Albers is accredited by AACSB International - The Association to Advance Collegiate Schools of Business. As of July 2014, less than five percent of the world’s business schools and less than one third of U.S. business schools have achieved business accreditation from AACSB.
One reason my blogging has been neglected of late is because I was in Europe for several weeks. The first stop was in London, serving as part of a team visiting Imperial College to do its AACSB accreditation. Imperial has a strong reputation in science, medicine, and engineering, and about a decade ago acquired a business school. They have been working on getting the business school to the same level of excellence as the rest of campus, and securing AACSB accreditation is part of their plan.
I had never been to London before, and it was interesting to be there before the Olympics and witness some of the preparations taking place. Everyone was sure that traffic would be a disaster during the games. As for the sights of the city, I found the British Museum, the British Library, the Courtauld Gallery, and Churchhill's Underground Bunker to be the most interesting spots!
Next I flew to Barcelona, for the 18th annual meeting of the International Association of Jesuit Business Schools (IAJBS). But before that, my wife and I took a cruise out of Barcelona, with stops near Toulon, Nice, Florence, Rome, and Naples. This was our first cruise, and it worked out well. Every stop allowed for a new adventure. At Toulon, we took a train to Cassis, a picturesque coastal town known for its white cliffs (calanques). Near Nice, we disembarked in the town of Villefranche-sur-Mer and hiked around the high priced Cap Ferrat peninsula, including a visit to the Rothschild mansion and gardens. At Florence, we took a bus into town and saw the Uffizi Museum and the Medici Chapel. At Rome, we took the train into the city and retraced our March visit for a day, seeing the Pantheon and seven different churches, including the Jesú Church. In Naples, we took the tour to Mt. Vesuvius and Pompeii.
Back in Barcelona, IQS was the host school for the conference and we started with the IAJBS board meeting on Sunday, July 22nd. The issue that took up the most time - should we start charging annual membership dues? The answer was - yes!! Fr. Michael Garanzini, President of Loyola of Chicago and Secretary for Higher Education for the Jesuits worldwide, joined our meeting and updated us on the order's plans for Africa.
The conference opened with a mass in the early evening. Formal sessions started Monday morning, the 23rd. The most interesting for me was the update on plans to establish Jesuit business programs in Africa. I first discussed this topic in a blog last summer (see IAJBS on 7/26/11). Progress is being made, but not at warp speed. There are now four initiatives in Ivory Coast, the Congo, Kenya, and Burundi. The Ivory Coast initiative is the only one with programming up and running. The others are hoping to begin programs in 2014. Fr. François Kabore, SJ is heading up the West Africa Project which is located in the Ivory Coast. While I don't see us playing a major role in this initiative (they seem to have several other Jesuit schools already supporting them), I did talk to him about the possibility of faculty teaching there (either in the summer or on sabbatical) and doing internship placement for our International Economic Development and/or International Development Internship Program. He was very positive about both.

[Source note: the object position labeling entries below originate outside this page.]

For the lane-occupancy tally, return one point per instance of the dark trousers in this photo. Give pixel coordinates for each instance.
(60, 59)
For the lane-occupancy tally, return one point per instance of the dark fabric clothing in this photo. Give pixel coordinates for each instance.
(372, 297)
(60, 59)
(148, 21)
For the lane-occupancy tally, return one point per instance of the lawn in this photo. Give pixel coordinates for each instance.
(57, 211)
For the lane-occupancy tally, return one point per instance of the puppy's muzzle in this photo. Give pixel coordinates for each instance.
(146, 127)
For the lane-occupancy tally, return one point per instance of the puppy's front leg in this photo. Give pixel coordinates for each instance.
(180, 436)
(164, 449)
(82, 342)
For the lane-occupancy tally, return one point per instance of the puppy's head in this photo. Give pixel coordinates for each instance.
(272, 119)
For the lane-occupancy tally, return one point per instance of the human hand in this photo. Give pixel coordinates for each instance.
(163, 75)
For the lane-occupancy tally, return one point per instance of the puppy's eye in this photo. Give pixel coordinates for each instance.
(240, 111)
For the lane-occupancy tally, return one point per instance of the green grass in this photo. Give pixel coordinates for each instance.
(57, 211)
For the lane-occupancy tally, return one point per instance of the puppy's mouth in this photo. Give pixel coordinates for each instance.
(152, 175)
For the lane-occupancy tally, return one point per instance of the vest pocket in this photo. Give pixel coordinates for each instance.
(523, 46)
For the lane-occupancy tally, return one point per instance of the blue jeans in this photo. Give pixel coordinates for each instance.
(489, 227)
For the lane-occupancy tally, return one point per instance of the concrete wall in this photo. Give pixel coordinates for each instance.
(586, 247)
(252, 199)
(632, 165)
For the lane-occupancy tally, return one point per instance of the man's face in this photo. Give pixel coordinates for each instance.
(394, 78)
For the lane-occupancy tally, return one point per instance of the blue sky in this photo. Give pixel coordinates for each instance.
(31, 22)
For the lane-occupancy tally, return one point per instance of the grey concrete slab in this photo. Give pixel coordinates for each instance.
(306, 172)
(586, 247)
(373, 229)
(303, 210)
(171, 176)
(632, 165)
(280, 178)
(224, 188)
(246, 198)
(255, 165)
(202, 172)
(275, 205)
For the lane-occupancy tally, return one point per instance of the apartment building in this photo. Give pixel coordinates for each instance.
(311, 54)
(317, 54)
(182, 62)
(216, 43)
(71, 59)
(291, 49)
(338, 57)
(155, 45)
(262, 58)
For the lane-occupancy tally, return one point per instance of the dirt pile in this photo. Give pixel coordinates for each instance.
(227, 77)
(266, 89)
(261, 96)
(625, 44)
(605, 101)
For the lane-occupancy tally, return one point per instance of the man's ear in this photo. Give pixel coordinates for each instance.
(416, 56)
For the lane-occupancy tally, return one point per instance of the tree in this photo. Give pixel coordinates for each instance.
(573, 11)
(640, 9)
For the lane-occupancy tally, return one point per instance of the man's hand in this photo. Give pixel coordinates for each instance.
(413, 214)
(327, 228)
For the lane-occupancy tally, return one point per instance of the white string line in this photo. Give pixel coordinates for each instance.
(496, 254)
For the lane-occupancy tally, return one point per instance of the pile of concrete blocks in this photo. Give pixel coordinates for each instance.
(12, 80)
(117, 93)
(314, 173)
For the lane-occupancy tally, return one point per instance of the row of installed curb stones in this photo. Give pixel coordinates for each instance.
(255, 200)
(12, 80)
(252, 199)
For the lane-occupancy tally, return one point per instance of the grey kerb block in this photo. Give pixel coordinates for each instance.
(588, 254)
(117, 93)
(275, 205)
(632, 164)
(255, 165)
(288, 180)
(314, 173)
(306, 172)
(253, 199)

We continue to be in touch with the organizers of the Great Lakes Region initiative, which is designed to serve students from Burundi, Rwanda, and the Congo in a bilingual (English and French) program. The plan is to begin with an undergraduate business program in 2014. Dean Alain Decrop from Namur University in Belgium is heading this up and is looking to Albers to be a supporting institution. That would entail assisting with the development of the undergraduate curriculum as well as having some of our faculty teach in the program. How much teaching still needs to be determined. Dean Decrop is likely to visit SU in early October for further discussions.
Fr. Fidelis Udahemuka, SJ is heading up the East Africa project in Kenya. (Interestingly, Fr. Fidelis almost ended up enrolling in our MBA program, opting at the last minute to attend Santa Clara because he knew the Jesuit community there.) There, the plan is to start with an EMBA program in 2014. I suggested to him that he consider using our assistance to develop the curriculum, drawing upon our highly successful and highly ranked Leadership EMBA program. He was very open to that offer.
Late Monday afternoon Carl Obermiller and April Atwood presented their paper, "Sustainable Literacy Scale Development," which detailed their work to develop a scale to measure student knowledge about sustainability issues. April did the presentation and did a nice job with it. I made sure not to tell her that the head of Jesuit higher education worldwide, Fr. Garanzini, was in the audience - I did not want to make her nervous! :}
The next day, Meena Rishi was delivering her paper on sustainable development in India, but I missed it because we flew back to Seattle that morning! I am sure it went well, though.
As for Barcelona, it is a very interesting city. The most amazing site is the Sagrada Familia Cathedral, the Gaudi inspired basilica that has been under construction since 1882 and is only 65% completed. There are many streets and alley ways to wonder in the downtown section near the Ramblas and a few other churches to see, but they don't compare to the churches to be seen in Rome.
There you have it - a quick summary of my junket to Europe. Now it time to get back to work!